The missions entrusted to this orchestra evolve around three pillars:

- The ceremonial: by participating in the influence of the Army during military and patriotic ceremonies.
- The civic pillar: by participating in various musical actions in partnership with the civilian world in order to consolidate the link between the Army and the Nation.
- The artistic and cultural pillar: the only professional harmony orchestra in the West zone, the Musique des Transmissions aims to promote and introduce composers and the great works of this repertoire, whether from yesterday or today.

== Marine Band ==
Ambassador of the Army, the Music of the Marine Troops was founded in Rochefort in 1945. Now comprising around fifty musicians, this formation is the main heir to the musical traditions of the Marine Troops, thus contributing to the prestige and reputation of this elite corps.

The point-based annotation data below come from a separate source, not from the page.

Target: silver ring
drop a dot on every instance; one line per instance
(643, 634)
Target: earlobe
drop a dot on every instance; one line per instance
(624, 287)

Its missions are structured around three areas: participation in official ceremonies for the highest civil and military authorities of the State, prestigious concerts and international festivals. In order to adapt to the expectations of the public, the Music of the Marine Troops is divided into various formations: large harmony orchestra, but also variety orchestra, large brass ensemble, dixieland ensemble, brass quintet, wind quintet, clarinet and saxophone quartets. Stationed on the Satory plateau in Versailles, this formation is made up of high-level professional musicians.

==History==
In 1731, the need to train orderly musicians became a reality for the cavalry regiments with the creation of a military trumpet school at the Hôtel Royal des Invalides, which was then closed in 1788.
In 1799, this school was recreated in Versailles under the name of the National School of Military Music.
In 1762, in France, the first regular institution of military orchestras took place in the French Guards and Swiss Guards regiments of the Maison du Roi.
In 1930, the school for sub-chiefs and conductors of military music was created.
In 1965, it was renamed the training and development center for non-commissioned officer musicians of the Army.
In 1978, it became the military music conservatory of the Army.
Since 2016, it has been called the Army Music Command.